Os primeiros missionários que chegaram à Ilha do Maranhão foram os Padres Manuel Gomes e Diogo Nunes, os quais entraram em São Luís no próprio dia da conquista, em novembro de 1615, como descreve o Padre Manuel Gomes, depois que Alexandre de Moura tomou posse da fortaleza:
Ordenou Alexandre de Moura que a primeira missa, que na igreja se dissesse fosse solene, o que fez com gosto de todos, rendendo graças a Deus pelos perigos de que nos livrou na viagem e pelas pazes feitas tanto a nosso gosto. Eu me aparelhei para pregar, oferecendo porém a pregação aos religiosos de S. Francisco e de Nossa Senhora do Carmo, a qual eles por então não aceitaram.[11]
Um outro texto que comprova a vinda destes dois Jesuítas é o traslado de Alexandre de Moura que o Padre Manuel Gomes enviou para o Padre Geral :
Alexandre de Moura, certifico que, mandando me sua Majestade à conquista do Maranhão lançar os Franceses, que o tinham ocupado e muitos povos de índios à sua obediência, pareceu ao Governador e muito povos de índios à sua obediência, pareceu ao Governador Geral do Brasil e a mim serem necessários Padres da Companhia que levassem índios de suas doutrinas.

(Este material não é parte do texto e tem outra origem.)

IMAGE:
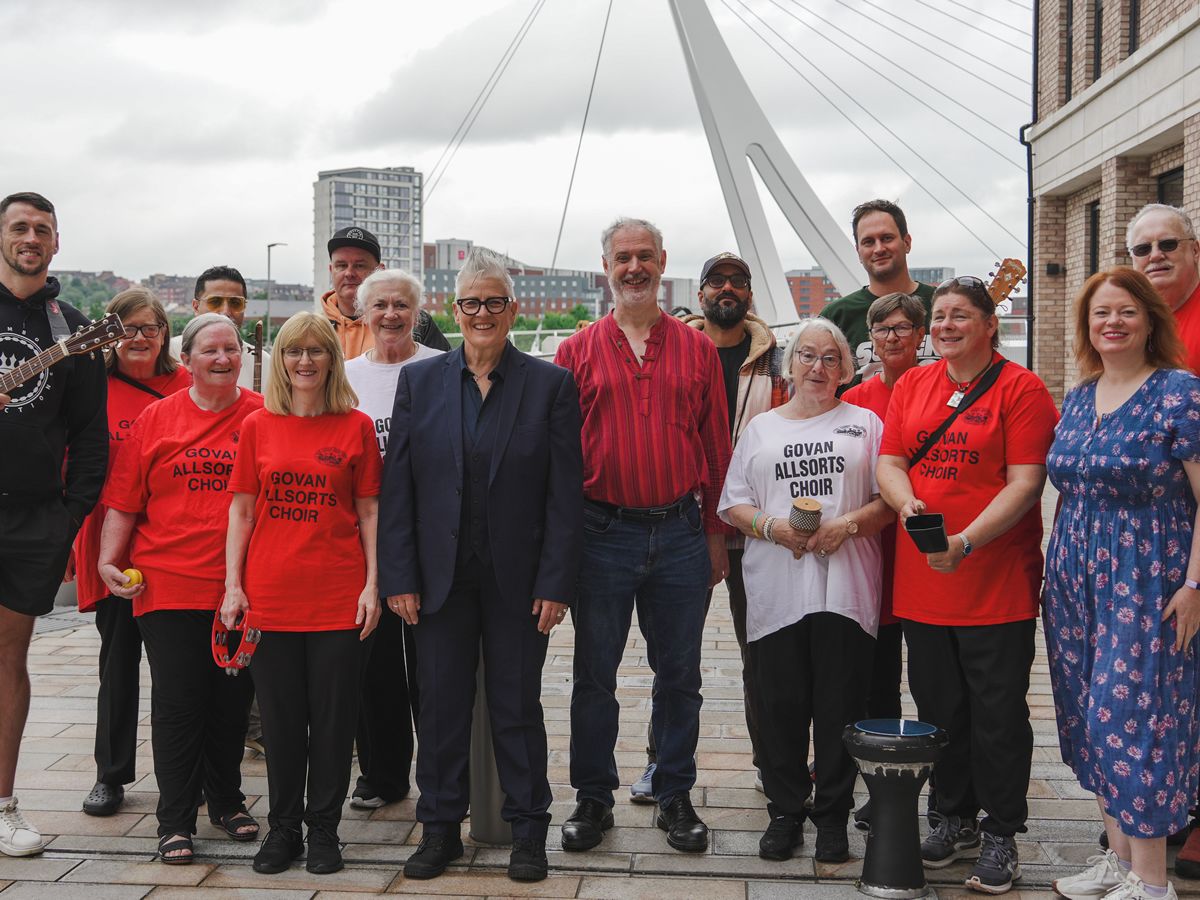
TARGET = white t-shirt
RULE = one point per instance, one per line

Para melhor ter efeito esta pretensão, os pedimos ao Padre Provincial da mesma Companhia, propondo o muito serviço que a Deus e a Sua Majestade fariam nesta jornada, o que visto ser de muita importância, concedeu ao Padre Manuel Gomes, pregador, e ao Padre Diogo Nunes, insigne língua do Brasil, os quais ajuntaram trezentos índios de guerra.[12]
Segundo Serafim Leite,[13]os padres não tinham vindo, dessa vez, para ficar de modo definitivo e permaneceram por dois anos e meio no Maranhão; depois viajaram para participar na Congregação Provincial na Bahia, partindo assim em março de 1618. O grande responsável pela instalação da Companhia de Jesus no Estado do Maranhão foi o Padre Luiz Figueira, que lá chegou em 22 de Março de 1622, juntamente com o Padre Benedito Amodei.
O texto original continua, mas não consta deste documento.